Stating that the very purpose of education will be defeated if it is only to get jobs, Lok Sabha Speaker Meira Kumar has stressed the need for changes in the “attitude, mindset and thought process of the youth” through education.
Speaking at an event to mark the setting up of a Chair in the name of her father Babu Jagjivan Ram in the University of Calcutta on Friday, Ms. Kumar said education must free youth from the shackles of social prejudice.
Reflecting on the life of her father, who was a Cabinet Minister at the Centre for 33 years, she said he faced acute discrimination during his early life but as leader of the oppressed classes he continued his crusade against social evils.
Ms. Kumar unveiled a portrait of Jagjivan Ram in the university and inaugurated an exhibition of photographs on his life.
University Grants Commission Chairperson Ved Prakash urged university authorities to specify the terms of reference of the Chair and focus research work on Babuji’s ideas on rural labour, village reconstruction and social justice.
“We would review the progress made by the Chair and after two years if we find it satisfactory we will certainly convert the Chair into a centre for social inclusion in the name of Babu Jagjivan Ram,” he said.
Governor M.K. Narayanan, who is the Chancellor of the university, said Babuji was its student and completed his Bachelor of Science in 1931.
Complimenting him on his role as Defence Minister, Mr.
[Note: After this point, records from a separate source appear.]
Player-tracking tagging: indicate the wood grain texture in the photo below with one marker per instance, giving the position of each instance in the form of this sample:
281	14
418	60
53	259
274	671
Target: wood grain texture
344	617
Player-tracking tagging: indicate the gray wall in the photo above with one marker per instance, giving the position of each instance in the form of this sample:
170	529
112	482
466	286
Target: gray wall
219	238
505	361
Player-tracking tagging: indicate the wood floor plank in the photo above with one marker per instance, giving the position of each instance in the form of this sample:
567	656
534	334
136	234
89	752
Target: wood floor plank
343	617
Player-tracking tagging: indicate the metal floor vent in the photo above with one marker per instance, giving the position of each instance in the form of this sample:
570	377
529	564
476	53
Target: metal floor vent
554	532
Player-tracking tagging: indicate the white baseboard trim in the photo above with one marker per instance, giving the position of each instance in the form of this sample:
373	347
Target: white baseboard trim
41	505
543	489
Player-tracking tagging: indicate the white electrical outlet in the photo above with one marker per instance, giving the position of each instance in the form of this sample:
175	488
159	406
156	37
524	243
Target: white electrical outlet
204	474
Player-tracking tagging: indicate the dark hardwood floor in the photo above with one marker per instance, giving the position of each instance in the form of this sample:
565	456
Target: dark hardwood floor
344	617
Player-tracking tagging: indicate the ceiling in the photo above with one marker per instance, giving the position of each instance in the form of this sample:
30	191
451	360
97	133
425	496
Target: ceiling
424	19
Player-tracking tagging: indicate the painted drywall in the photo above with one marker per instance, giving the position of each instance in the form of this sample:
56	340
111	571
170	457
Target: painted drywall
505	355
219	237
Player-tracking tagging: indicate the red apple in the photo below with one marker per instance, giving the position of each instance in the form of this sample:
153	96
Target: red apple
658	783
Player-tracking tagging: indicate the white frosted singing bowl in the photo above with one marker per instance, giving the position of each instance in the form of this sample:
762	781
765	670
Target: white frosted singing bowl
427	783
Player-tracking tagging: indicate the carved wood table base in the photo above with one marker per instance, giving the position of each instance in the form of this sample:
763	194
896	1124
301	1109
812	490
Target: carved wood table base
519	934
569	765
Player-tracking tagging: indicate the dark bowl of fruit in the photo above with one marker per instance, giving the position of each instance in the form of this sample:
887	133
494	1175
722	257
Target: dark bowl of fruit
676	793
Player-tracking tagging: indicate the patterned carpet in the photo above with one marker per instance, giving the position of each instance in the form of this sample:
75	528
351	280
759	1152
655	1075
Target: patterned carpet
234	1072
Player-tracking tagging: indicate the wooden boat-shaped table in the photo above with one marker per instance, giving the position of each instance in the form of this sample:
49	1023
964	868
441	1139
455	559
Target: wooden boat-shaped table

Narayanan said Jagjivan Ram “fully comprehended running the complex Ministry” which was reflected in the 1971 war against Pakistan.
Vice-Chancellor Suranjan Das regretted that even after five decades of Independence the gross enrolment of students belonging to the Scheduled Castes and the Scheduled Tribes in higher education was just six and seven per cent, and among the BPL, it was a paltry 3.4 per cent.